L’homme nommé Siman parcourut d’un œil inquiet les prés et les collines environnants. La nuit était déjà noire. Il ne fit aucun commentaire, mais Daeman n’eut aucun mal à déchiffrer ses pensées : Quelles chances auraient-ils de survivre à ces deux kilomètres si les voynix grouillaient dans les parages ?
Daeman fit signe aux sentinelles de se rapprocher. Si l’un des membres de son équipe revenait avec des nouvelles importantes, et si le sonie n’était pas disponible, quinze d’entre elles devraient l’escorter jusqu’au château. Mais il ne fallait à aucun prix laisser le pavillon sans défense.
— Des questions ? demanda-t-il à son équipe.
Neuf ovales blancs dans la pénombre. Aucun ne bougea.
— Partons dans l’ordre de notre premier code, dit-il.
Il ne perdit pas de temps à leur souhaiter bonne chance. Ils se faxèrent l’un après l’autre, disparaissant après avoir composé leur code sur le disque placé en haut de la colonne. Daeman s’était réservé les trente derniers codes, parmi lesquels celui de Paris-Cratère et des nœuds qu’il avait déjà contrôlés. Mais lorsque vint son tour, il composa le code peu connu correspondant à son refuge tropical.
Il arriva en plein jour. Le lagon était bleu-vert, l’océan virait à l’indigo. À l’ouest se massaient des nuages noirs annonciateurs de tempête et à l’est le soleil éclairait le sommet de nuages dont il avait récemment appris le nom : des strato-cumulus.
Après s’être assuré qu’il était seul, Daeman se déshabilla et enfila sa thermopeau, laissant la cagoule reposer sur sa nuque et le masque osmotique pendre au bout de sa lanière. Puis il remit son pantalon, sa tunique et ses chaussures, fourrant ses sous-vêtements dans son sac à dos.
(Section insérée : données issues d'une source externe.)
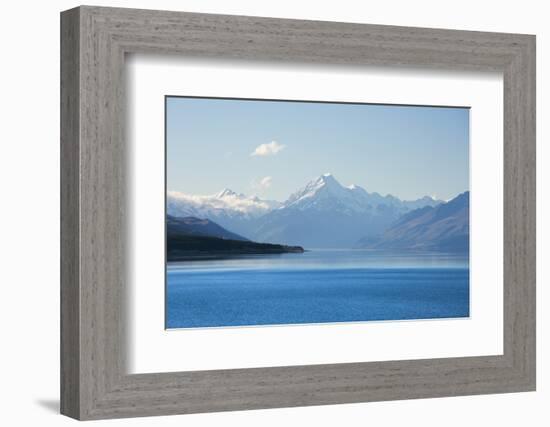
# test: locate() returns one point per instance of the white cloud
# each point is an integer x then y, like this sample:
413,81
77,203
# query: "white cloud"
268,149
262,184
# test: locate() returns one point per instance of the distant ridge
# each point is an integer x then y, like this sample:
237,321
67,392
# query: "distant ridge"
444,228
322,214
194,238
198,227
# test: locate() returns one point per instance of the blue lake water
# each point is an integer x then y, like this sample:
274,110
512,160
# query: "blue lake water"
320,286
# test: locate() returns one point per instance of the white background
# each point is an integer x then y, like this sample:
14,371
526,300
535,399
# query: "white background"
152,349
29,224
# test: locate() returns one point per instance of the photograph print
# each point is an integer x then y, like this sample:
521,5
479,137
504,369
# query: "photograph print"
298,212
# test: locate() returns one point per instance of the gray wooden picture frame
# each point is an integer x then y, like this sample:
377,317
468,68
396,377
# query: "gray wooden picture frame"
94,381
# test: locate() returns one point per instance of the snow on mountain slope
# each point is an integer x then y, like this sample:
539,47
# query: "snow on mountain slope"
233,211
326,193
324,213
226,202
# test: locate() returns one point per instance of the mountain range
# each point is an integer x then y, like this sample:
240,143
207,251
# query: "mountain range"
322,214
444,228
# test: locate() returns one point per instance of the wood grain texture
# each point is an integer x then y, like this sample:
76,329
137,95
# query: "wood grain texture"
94,381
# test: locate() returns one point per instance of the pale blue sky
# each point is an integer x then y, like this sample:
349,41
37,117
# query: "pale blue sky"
406,151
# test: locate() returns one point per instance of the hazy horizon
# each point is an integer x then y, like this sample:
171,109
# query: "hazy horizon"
273,148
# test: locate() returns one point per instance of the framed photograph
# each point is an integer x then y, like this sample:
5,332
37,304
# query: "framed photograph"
262,213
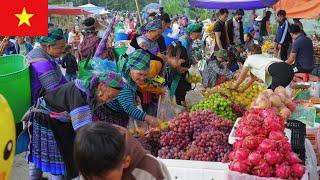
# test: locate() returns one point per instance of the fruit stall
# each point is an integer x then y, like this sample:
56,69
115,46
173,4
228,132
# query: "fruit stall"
224,134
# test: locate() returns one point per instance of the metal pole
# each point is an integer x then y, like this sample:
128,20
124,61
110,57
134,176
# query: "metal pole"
138,10
161,2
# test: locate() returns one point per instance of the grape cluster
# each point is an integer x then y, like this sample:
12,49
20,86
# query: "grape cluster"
200,135
218,104
151,142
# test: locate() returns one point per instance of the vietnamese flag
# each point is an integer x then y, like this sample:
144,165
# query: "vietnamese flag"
24,17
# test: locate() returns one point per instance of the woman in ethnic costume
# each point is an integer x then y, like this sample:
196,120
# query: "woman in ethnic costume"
45,73
118,111
60,113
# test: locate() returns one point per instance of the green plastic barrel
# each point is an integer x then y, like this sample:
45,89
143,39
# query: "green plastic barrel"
119,51
82,70
15,84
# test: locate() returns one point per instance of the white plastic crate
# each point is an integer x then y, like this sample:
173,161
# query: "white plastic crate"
196,170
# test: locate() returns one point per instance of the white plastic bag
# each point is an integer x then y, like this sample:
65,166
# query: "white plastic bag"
192,98
165,110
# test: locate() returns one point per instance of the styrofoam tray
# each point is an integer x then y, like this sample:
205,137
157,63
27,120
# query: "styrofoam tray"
232,136
195,170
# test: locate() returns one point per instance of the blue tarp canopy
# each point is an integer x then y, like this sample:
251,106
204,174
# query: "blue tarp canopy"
232,4
92,8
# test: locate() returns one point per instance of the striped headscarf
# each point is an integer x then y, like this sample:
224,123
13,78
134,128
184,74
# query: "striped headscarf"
54,35
153,25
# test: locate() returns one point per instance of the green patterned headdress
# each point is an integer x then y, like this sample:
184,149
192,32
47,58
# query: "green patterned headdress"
108,78
195,27
138,60
53,36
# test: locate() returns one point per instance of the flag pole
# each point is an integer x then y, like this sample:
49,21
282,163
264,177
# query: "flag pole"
139,17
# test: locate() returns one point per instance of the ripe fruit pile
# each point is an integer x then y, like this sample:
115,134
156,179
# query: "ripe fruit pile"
200,135
263,149
194,78
218,104
277,99
243,99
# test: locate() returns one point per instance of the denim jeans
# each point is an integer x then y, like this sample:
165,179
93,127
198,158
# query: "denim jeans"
71,77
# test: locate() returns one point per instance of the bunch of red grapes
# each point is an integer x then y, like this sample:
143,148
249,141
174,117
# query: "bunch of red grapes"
201,135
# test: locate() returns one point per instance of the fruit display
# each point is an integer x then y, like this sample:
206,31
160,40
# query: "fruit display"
200,135
243,99
194,78
277,99
218,104
267,45
263,149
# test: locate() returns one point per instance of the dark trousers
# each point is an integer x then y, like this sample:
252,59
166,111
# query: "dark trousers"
282,74
284,52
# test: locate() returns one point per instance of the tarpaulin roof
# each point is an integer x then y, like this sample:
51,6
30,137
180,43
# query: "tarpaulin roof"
232,4
67,11
92,8
306,9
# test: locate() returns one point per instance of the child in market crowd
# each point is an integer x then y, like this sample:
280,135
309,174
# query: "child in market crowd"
179,86
69,62
104,151
216,69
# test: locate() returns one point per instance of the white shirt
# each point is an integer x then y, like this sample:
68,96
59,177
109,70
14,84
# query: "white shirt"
236,32
258,65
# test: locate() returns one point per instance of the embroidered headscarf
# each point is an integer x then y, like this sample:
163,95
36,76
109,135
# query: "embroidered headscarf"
54,35
108,78
222,54
195,27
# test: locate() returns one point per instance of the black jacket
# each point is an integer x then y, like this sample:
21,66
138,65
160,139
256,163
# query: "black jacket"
230,31
70,63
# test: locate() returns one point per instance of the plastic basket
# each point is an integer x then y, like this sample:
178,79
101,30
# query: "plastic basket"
119,51
83,71
298,135
15,84
120,36
169,40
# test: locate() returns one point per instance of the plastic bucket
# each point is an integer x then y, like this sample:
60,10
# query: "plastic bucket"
15,84
82,70
119,51
169,40
120,36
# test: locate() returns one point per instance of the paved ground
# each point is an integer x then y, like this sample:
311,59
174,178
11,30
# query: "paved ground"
20,168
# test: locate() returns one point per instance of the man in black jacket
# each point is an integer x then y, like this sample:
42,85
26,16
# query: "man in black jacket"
235,28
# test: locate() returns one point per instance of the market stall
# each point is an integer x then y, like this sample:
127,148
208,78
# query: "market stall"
306,9
63,16
232,4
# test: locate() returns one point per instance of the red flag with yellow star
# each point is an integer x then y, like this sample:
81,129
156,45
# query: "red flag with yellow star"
24,17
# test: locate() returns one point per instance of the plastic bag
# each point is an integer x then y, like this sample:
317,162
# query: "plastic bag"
192,98
307,115
313,135
194,75
165,110
99,66
137,128
311,160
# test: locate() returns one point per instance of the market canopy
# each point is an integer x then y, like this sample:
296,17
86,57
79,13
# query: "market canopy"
307,9
232,4
66,11
93,9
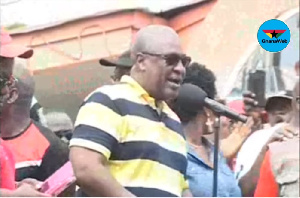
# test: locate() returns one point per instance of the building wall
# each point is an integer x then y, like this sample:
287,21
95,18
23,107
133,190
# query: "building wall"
228,31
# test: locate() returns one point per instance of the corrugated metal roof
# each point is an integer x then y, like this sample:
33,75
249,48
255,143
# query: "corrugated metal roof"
165,12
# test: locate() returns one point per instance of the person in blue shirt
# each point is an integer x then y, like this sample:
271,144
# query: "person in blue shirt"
196,124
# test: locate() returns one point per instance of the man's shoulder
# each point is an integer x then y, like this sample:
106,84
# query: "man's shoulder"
48,134
113,92
285,146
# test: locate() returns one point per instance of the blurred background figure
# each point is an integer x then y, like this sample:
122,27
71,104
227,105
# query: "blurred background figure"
278,108
122,65
279,173
36,110
38,153
197,123
59,123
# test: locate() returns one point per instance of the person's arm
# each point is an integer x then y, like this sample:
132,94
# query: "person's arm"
98,130
232,144
248,182
55,156
266,186
25,190
93,175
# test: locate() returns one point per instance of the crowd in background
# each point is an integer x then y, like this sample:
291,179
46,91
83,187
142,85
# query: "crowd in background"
131,138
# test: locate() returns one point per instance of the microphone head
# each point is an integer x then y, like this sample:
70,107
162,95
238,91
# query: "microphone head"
190,98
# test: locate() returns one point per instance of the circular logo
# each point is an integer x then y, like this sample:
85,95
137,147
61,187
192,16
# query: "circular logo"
273,35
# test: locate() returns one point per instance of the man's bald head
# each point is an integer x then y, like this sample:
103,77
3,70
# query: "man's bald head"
25,83
156,39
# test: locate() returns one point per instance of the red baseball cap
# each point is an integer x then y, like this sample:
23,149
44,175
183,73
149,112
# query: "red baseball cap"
237,105
10,50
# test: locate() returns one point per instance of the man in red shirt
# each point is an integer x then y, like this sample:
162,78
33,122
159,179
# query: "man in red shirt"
279,175
8,52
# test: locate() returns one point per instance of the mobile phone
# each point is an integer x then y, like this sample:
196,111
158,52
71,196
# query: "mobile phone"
257,85
59,181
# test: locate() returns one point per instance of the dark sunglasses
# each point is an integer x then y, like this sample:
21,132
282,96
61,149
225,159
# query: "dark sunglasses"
172,58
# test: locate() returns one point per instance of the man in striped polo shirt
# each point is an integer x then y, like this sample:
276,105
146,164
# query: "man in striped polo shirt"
127,141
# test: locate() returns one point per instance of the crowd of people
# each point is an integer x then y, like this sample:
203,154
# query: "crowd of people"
131,137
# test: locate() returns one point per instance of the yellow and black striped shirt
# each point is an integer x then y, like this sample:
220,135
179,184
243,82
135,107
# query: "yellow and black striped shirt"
144,144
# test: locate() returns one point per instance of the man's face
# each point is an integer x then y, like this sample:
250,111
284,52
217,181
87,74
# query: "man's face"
119,72
165,70
6,66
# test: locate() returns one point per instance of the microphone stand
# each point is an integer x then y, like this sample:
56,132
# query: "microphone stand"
217,130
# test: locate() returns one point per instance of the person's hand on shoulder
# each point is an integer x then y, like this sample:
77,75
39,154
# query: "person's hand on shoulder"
27,190
243,129
283,133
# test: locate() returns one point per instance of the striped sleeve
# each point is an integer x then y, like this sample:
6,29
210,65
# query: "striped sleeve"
98,125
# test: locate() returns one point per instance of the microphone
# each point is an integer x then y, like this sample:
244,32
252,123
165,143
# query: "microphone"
193,98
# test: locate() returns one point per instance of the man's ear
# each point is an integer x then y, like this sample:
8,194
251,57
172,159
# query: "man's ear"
140,62
13,95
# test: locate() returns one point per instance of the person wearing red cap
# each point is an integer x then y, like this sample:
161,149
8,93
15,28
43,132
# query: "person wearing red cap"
9,51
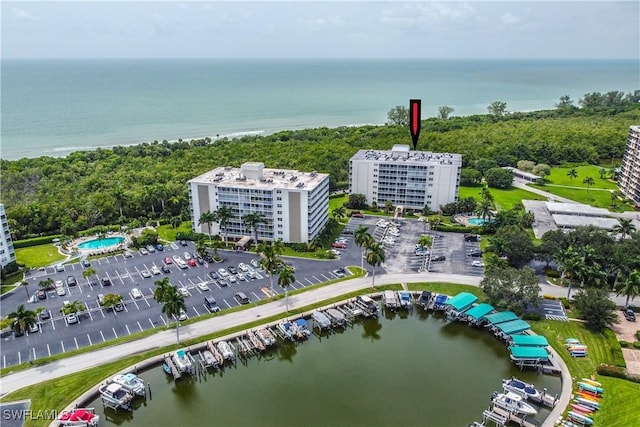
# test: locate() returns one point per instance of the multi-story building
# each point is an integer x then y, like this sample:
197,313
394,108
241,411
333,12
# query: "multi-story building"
295,205
629,177
411,179
7,253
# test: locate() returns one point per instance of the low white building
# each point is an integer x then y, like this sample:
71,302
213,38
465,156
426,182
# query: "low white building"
295,205
412,179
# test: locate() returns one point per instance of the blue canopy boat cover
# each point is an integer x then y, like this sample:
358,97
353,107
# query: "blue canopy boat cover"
479,311
513,327
462,301
529,340
538,353
505,316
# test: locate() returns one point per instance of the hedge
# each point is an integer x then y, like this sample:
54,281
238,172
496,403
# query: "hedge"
35,241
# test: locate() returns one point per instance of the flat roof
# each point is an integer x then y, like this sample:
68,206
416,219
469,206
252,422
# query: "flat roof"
415,157
573,221
462,301
575,209
271,178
Il passa en revue le contenu de celui-ci : des bandes de tissu jaune récupérées à Ardis, deux marteaux-piolets que lui avait forgés Reman – le meilleur ouvrier d’Ardis après Hannah –, des rouleaux de corde, un stock de carreaux d’arbalète.
Il aurait voulu filer à Paris-Cratère, mais on était en pleine nuit là-bas et Daeman avait besoin de la lumière du jour. Le soleil ne se lèverait que dans sept heures, le temps pour lui de visiter la majorité des vingt-neuf autres nœuds. Il en avait déjà contrôlé plusieurs après avoir fui Paris-Cratère la dernière fois : Kiev, Bellinbad, Oulanbat, Chom, le domaine de Loman, Drid, Fuego, la Tour du Cap, Devi, Mantoue et Satle-le-Haut. Seuls Chom et Oulanbat étaient infectés par la glace bleue, et il espérait que la situation n’avait pas évolué. Et même s’il lui fallait douze heures pour avertir les communautés des autres nœuds, le soleil brillerait sur Paris-Cratère lorsqu’il finirait par s’y faxer.
C’était à Paris-Cratère qu’il avait l’intention d’agir.
Daeman arrima son lourd sac à dos, empoigna son arbalète, retourna au pavillon, dit adieu en silence à la brise tropicale et au murmure des palmiers et tapa le premier code sur sa liste.